Well, hoooooowwwwwww to even start.... this massive story'll have to go in a spoiler LOL. Once upon a time...
Spoiler
...I was born. And then continued to exist.
And that says it all.
nah I will come back and post a really-truly one
I'm in a mood for story-telling; my personal fave but by far the longest is #2, if you can't be bothered reading 'em all. :P
story 1
Let us go back in time to the highly intelligent year 7 version of me.
So we were having a history class with a teacher singularly lacking in crowd control skills. Next door was the cooking room, and mid-class, a couple of the boys invaded the kitchen, located some raw red chilis and began consuming them, as, of course, you do. Next minute, they were frantically running round the classroom, screaming wildly and hanging their tongues out.
So I, the oh-so-humble angel of the class, looked scornfully at them and stated that I could eat a whole chili - nay, two chilis! - without batting an eyelid. So I did. I swallowed two big chilis. I was going to prove them wrong.
I went an incredibly violent shade of red, my eyes began to water (I refuse to call it crying), I had some difficulty breathing, could barely read or write the rest of the class, and the whole class gathered round to stare and laugh. But still, I managed to sit silent and proud :P
story 2
If you didn't know me, you wouldn't think it was possible for someone to make quite so many mistakes in a row. :P
December 26 last year. After a late-night Christmas party, I was up at 5.30 to work a 7am shift that morning. It was dark and pouring with rain and despite being summer, it was a very cold morning. I had a 2km walk to catch my bus, and I couldn't find an umbrella, and... for some reason it didn't occur to me to bring a jacket or cardigan or anything.
So I ran through the rain to the station, getting absolutely soaked. Near the station, I suddenly stopped.
Shit. It's Saturday.
Different public transport timetable.
Oh well. I checked the timetable at the bus stop. Well, on Saturdays there was a bus at 52 past. I'd be at work 10-15 minutes late, and I actually have to be early for handover. Dammit. I scrolled through my phone to find work's number, only to recall that a couple of days before my sister and I had done something with our phones (I can't remember what) and the majority of my rarely-used contact list was wiped, and I hadn't fixed it yet. Dammit #2. So I shivered in the rain, freezing to death... but at 6:52 the bus didn't come. I waited another five minutes before checking the timetable again.
I'd misread.
The first bus on Saturdays was 7:52, not 6:52.
What was worse, had I read it correctly, I could have caught the train that came soon after I arrived at the bus stop, which would take me to a station 2km from work... I would have been very late, but better than this. Catching the next train, I arrived at work extremely late, stressing my head off meanwhile because I'd never been late before and I couldn't contact them and... yeah. So I raced in, dripping wet and freezing cold, and diving straight into jumbled apologies and excuses to the incharge.

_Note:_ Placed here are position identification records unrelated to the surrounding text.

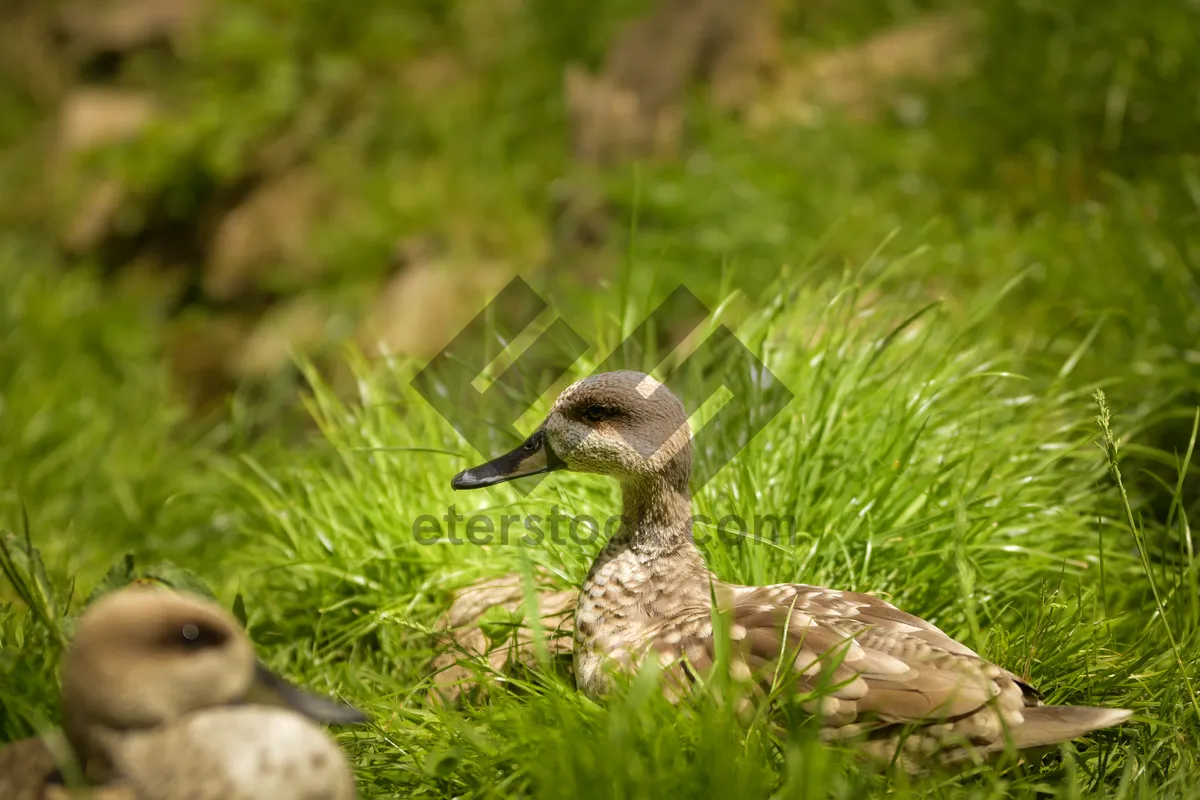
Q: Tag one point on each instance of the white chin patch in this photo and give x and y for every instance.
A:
(647, 386)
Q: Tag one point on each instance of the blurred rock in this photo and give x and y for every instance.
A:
(295, 325)
(91, 118)
(634, 107)
(29, 56)
(94, 26)
(742, 50)
(91, 218)
(198, 353)
(857, 79)
(94, 118)
(269, 229)
(469, 641)
(426, 304)
(610, 122)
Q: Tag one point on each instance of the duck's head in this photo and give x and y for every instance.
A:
(622, 423)
(145, 656)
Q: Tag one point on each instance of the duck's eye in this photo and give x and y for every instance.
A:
(197, 637)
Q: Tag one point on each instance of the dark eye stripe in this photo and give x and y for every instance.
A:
(192, 636)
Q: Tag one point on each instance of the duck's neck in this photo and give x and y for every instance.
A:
(657, 516)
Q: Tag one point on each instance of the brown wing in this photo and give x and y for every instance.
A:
(865, 659)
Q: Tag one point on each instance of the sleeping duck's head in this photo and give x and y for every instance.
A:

He just looked at me oddly.
"Heidi... what are you doing here?"
I stood there staring foolishly at him, shivering in a growing puddle of water, rain dripping slowly off my nose.
Looked at the roster. I wasn't even on that shift.
There are moments you wish you could briefly stop existing.
So I turned round and went back home through the pouring rain.
story 3
Probably 5-6 weeks ago, I was coming home on the train, exhausted, stressed and down.
The train stopped at my station. I kind of tried to get up, but kind of... didn't. I hopelessly watched the station go by.
I struggled out of the train at Lilydale with no fucking clue what to do next. I didn't have my phone on me because I'd mislaid it at home somewhere, and I was so stressed and tired that I couldn't quite figure out how to get on a train to get home. So I sat down on the platform and cried. As you do.
Finally this bunch of PTOs came over to check if I was okay, asking what was wrong, and I couldn't even stop crying enough to explain - all the time getting more and more embarrassed as a group of silent onlookers gathered. I was beet red by now and more than a little hysterical. When they finally peeled the story out of me, and were reassured that I wasn't on drugs and they didn't need to call the police for me, one of the PTOs then gave me a personal escort home. I sulked in silence the whole way home, in a puddle of embarrassment and imagining my friends seeing me in this extremely awkward situation. :P
(And the more embarrassing part to this story: It happened twice, with variation.)